En tout état de cause, selon les différentes données des cabinets comptables, la marge brute globale devrait atteindre environ 30 % d'un chiffre d'affaires quasiment étale, les estimations lui donnant entre 1 et 2 % de variation à la hausse. Joël Lecoeur, président du réseau CGP, tend cependant à relativiser. Car si un taux de marge sur chiffre d’affaires aussi faible n’a plus été vu au cours des sept dernières années, l’expert-comptable rappelle que la marge en euros reste l’indicateur déterminant. « Ainsi, dans une croissance naturelle de l’activité – hors Covid - sur un volume du chiffre d’affaires globalement en hausse, avec un taux de marge de 30 %, on peut être tout à fait gagnant. »

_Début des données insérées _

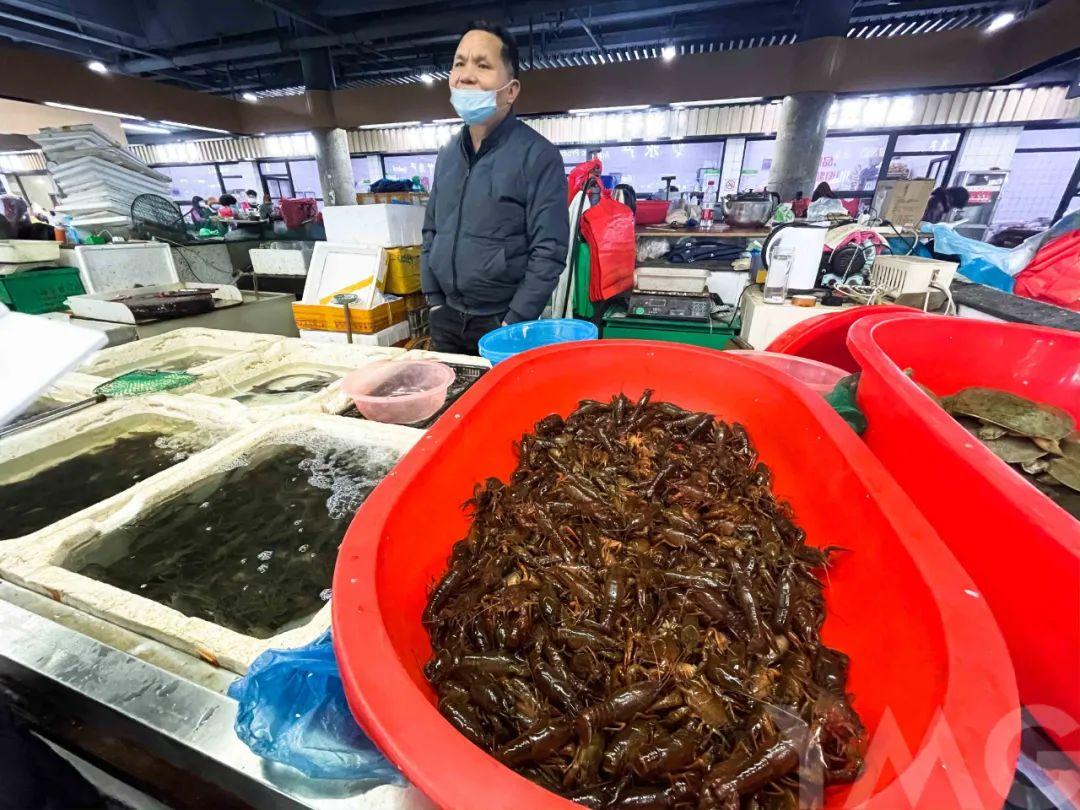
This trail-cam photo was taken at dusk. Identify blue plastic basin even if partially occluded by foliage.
[478,318,599,365]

Il concède néanmoins que les trésoreries sont indéniablement en tension, tout particulièrement dans les officines qui n’ont pas pu s’investir dans les missions Covid et n’ont pas d’avance de trésorerie. Pour ces entreprises, la situation peut être dramatique. Preuve en est, ajoute l'expert-comptable, « les grossistes-répartiteurs commencent à voir réapparaître des impayés, alors qu’ils n’en voyaient plus au cours de ces trois dernières années ».
Vers un effondrement ?
Alors que les cartes se brouillent, à quelle année faut-il désormais se référer ? Les experts-comptables qui identifient les signes d'un décrochage marqué pour le début d'année, ne peuvent se résoudre à prédire « un décrochage massif » pour la totalité de l'exercice 2023. Ils s'attendent à ce que les indicateurs de l'économie officinale, notamment l'EBE, renouent avec les niveaux de l'année 2020.
Les syndicats s'avouent plus pessimistes. Et tiennent fermement à présenter 2019 comme l'année de référence, tel que cela a été conclu en mars 2022 lors de la convention pharmaceutique. C'est sur cette base que la réforme économique sera négociée dans quelques semaines entre les syndicats de la profession et l'assurance-maladie. Philippe Besset, président de la Fédération des syndicats pharmaceutiques de France (FSPF) tient d'autant plus à ce référentiel que « si le chiffre d’affaires tend à croître de manière naturelle, les charges ne cessent d’augmenter, 4 % pour cette année, entamant la marge de 4 %, et de manière mathématique l’EBE va diminuer. Je ne crois pas à un EBE au niveau de 2020 pour 2023. Car certes l’activité augmente, mais on remplace cette année de la marge à 100 % (les activités liées au Covid NDLR) par une marge à 0 % ». « C’est sur cela que nous allons négocier », prédit-il.
(1) Sur un panel de 134 officines de l’Hérault et de la région Centre.
(2) Avant rémunération des titulaires et cotisations TNS.
(3) Ces prévisions ont été établies avant les événements au Proche-Orient.